Simultanément, des flux de recettes publiques peuvent être mobilisés par le biais de différents types d’impôts : impôt progressif général ; imposition appropriée des sociétés, y compris pour les bénéfices tirés des grands marchés et des transactions numériques ; impôts exceptionnels sur les bénéfices tirés de la spéculation sur les denrées alimentaires, les marchandises et les terres ; taxes sur la malbouffe et les aliments ultra-transformés, etc. Les paradis fiscaux offshore doivent être fermés, et des lois contre l’évasion fiscale et la corruption doivent être instituées et appliquées, y compris la saisie des actifs des riches fraudeurs fiscaux. L’argent provenant de ces mesures peut être utilisé pour subventionner l’approvisionnement alimentaire à petite échelle, les coopératives de producteurs-consommateurs, les marchés territoriaux, les banques alimentaires communautaires, les programmes de santé et d’assurance communautaires et d’autres services collectifs importants pour la souveraineté alimentaire. Plus important encore, ces mesures peuvent libérer de l’argent pour alléger la dette des communautés rurales et urbaines pauvres et leur donner accès à un crédit adéquat, leur permettant ainsi de reconstruire leurs capacités économiques.

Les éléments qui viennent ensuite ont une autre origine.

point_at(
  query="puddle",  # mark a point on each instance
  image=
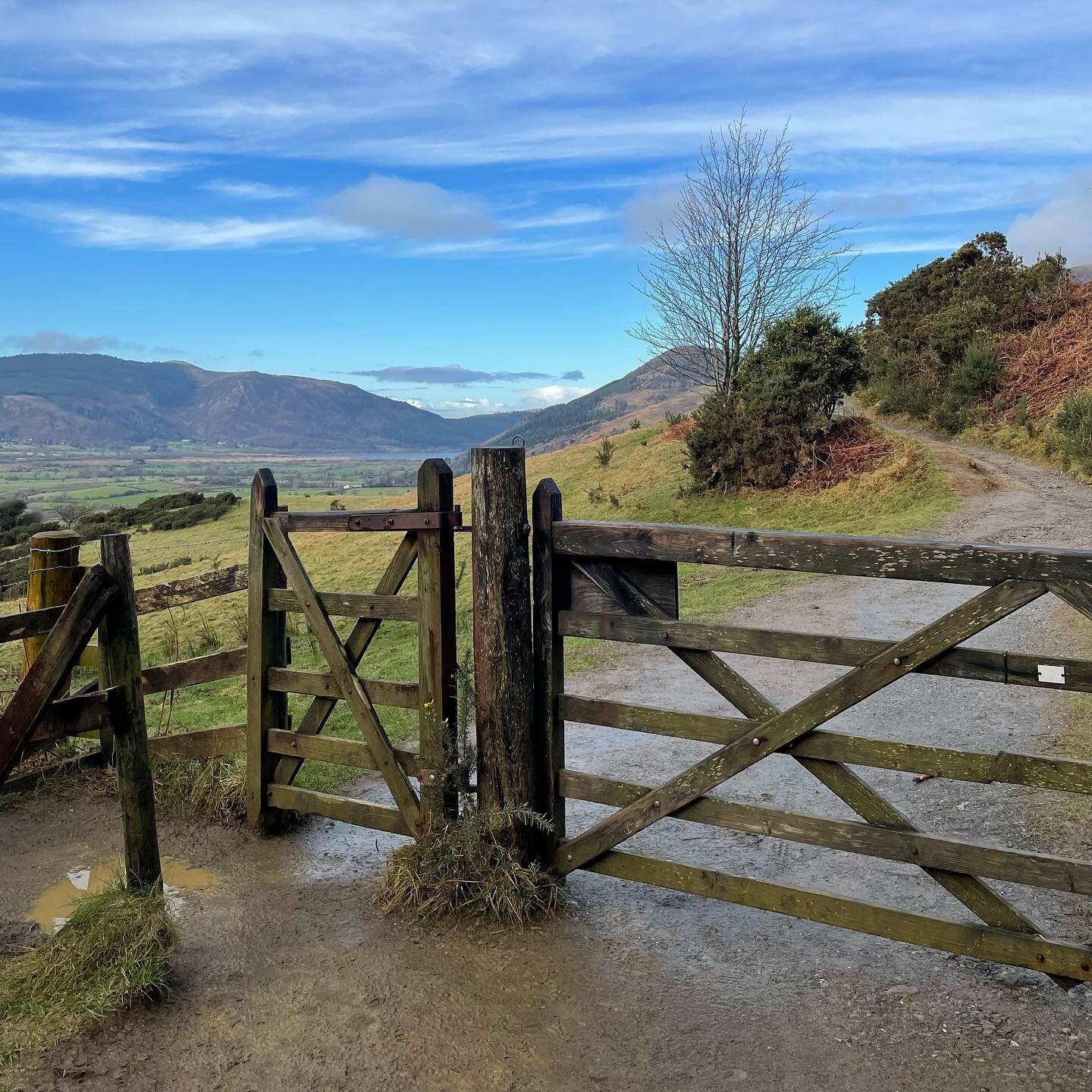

La souveraineté alimentaire repose sur le droit des personnes et des communautés à se nourrir et à mener une vie pleine, saine et productive dans la dignité, la justice et l’égalité pour les générations actuelles et futures. Pour cela, les gouvernements et la société doivent investir massivement et de manière continue dans la transformation des systèmes sociétaux, politiques et économiques, afin que l’approvisionnement alimentaire à petite échelle reçoive les ressources financières dont il a besoin de toute urgence. Il s’agit notamment de mesures telles que l’achat public d’aliments produits de manière agroécologique pour la restauration scolaire et d’autres besoins alimentaires communautaires, l’investissement public dans les marchés territoriaux et la protection de l’environnement, la fin de la spéculation alimentaire, et des politiques garantissant des salaires décents et des conditions de travail sûres pour les travailleur·euses du système alimentaire, en particulier pour les femmes. Les crises alimentaires sont créées et exacerbées par la finance internationale déréglementée, qui met à mal la souveraineté alimentaire. Les actions décrites ci-dessus par les gouvernements et les agences multilatérales sont importantes pour protéger nos systèmes alimentaires et envoient également des signaux positifs à l’ensemble de la société pour soutenir la souveraineté alimentaire.